During these observations, memory usage was around ~4GB or RAM und 25Mbps of inbout and outbound bandwidth was used.

If no images are imported, a lot more documents could be imported.

Custom document IDs

During a migration of an existing system, it is best practice to migrate all entries of the old system into Livingdocs. To ease the migration, we want to support user-defined identifiers, so a custom import script can reuse existing identifiers.

To prevent issues with the id generation of Postgres, we will make the maximum allowed id configurable.

Example

SQL to execute to prevent conflicts when new documents are generated:

You should replace 100000 with the maximum id of the legacy system you’d like to import documents from.

ALTER SEQUENCE documents_id_seq  RESTART WITH 100000;

Livingdocs Server Configuration needed to support custom ids:

// server configuration
documents: {
  allowCustomIdsBelow: 100000,
}

Example curl request to import a document with a custom document id:

curl -k -X POST "https://server.livingdocs.io/api/v1/import/documents" \
  -H "Authorization: Bearer ey1234" \
  -H "Content-Type: application/json; charset=utf-8" \
  --data-binary @- << EOF
 {
  // Attention! It's important that the systemName is always the same
  // for all documents, otherwise the mapping does not work properly
  "systemName": "import",
  "documents": [{
    "documentId": 1,
    "id": "123abc",
    "title": "test import",
    "contentType": "article",
    "checksum": "xyz456",
    "livingdoc": {
      "content": [],
      "design": {
        "name": "living-times",
        "version": "1.0.1"
      }
    },
    "metadata": {
      "description": "foo"
    }
  }]
}
EOF

Custom publication dates

When importing articles from legacy systems, you should be setting the publicationDate. The publicationDate can be found in the Public API or Import API reference documentation.
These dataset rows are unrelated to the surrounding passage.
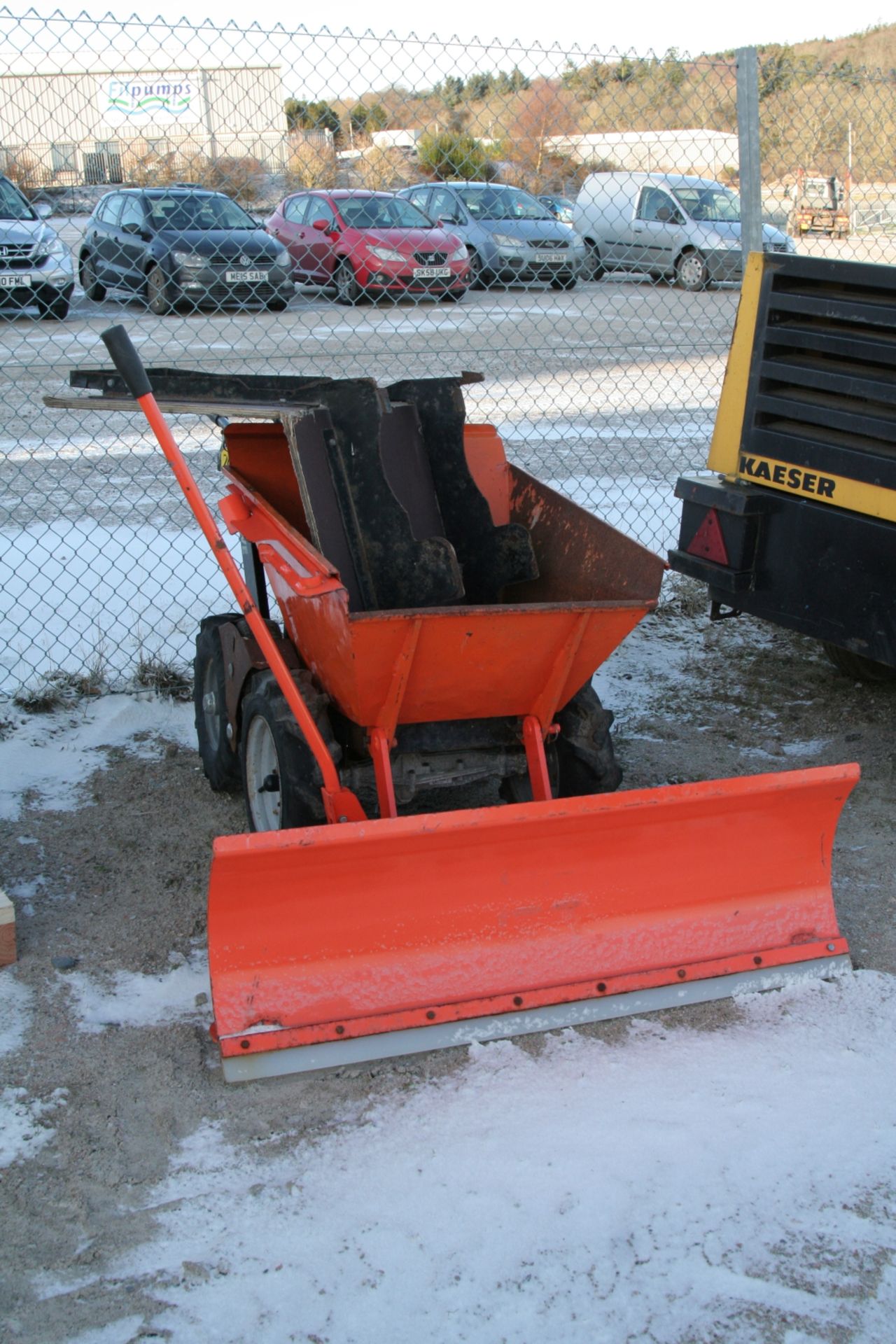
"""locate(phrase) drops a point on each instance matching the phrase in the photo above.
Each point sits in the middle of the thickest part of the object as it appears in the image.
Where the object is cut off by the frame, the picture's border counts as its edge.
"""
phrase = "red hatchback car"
(368, 242)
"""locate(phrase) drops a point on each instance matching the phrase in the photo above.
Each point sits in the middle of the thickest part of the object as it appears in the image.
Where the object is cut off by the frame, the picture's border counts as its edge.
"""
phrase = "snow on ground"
(22, 1132)
(671, 1186)
(52, 755)
(136, 1000)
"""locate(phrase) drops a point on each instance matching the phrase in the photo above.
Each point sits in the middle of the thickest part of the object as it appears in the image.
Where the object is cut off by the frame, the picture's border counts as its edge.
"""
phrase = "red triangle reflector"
(708, 540)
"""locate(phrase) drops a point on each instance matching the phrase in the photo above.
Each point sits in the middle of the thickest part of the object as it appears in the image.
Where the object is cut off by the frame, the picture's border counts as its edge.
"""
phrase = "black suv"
(182, 246)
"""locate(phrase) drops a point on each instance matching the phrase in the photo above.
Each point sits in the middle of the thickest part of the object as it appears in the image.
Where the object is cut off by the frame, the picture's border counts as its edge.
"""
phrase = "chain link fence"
(536, 226)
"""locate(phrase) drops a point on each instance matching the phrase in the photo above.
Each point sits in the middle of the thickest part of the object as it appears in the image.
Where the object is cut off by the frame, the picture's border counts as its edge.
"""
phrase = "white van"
(668, 225)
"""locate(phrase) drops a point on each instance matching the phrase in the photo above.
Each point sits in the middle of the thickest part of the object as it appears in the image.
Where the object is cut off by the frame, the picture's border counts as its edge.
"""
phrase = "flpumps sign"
(140, 100)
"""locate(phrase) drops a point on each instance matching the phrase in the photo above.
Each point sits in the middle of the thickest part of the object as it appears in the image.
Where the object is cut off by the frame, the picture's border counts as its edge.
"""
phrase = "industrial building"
(99, 127)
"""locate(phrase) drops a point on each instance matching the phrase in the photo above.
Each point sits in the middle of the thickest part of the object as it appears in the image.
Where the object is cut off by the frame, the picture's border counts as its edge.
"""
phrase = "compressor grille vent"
(822, 379)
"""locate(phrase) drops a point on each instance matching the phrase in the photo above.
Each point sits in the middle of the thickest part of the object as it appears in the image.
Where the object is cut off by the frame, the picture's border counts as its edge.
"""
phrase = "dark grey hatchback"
(182, 246)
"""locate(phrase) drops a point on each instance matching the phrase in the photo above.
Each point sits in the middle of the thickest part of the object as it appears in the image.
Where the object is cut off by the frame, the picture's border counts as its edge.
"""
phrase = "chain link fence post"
(751, 235)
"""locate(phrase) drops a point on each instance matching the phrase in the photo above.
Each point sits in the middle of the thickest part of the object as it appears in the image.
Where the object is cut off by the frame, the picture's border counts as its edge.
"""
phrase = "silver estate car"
(508, 233)
(35, 267)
The publicationDate controls when an article has been published, updated and is important for the search to function properly.

If an article has multiple publication dates and you want to keep a history of for example created and updated, we advise importing the same article twice.

First import the article with the publicationDate containing the value of the first time an article was published. Then re-import the article and you basically would ‘update’ that article with a new publicationDate

We save the firstPublicationDate of an article, so you could access both dates later on in your delivery and show when an article has been published initially and when it was updated.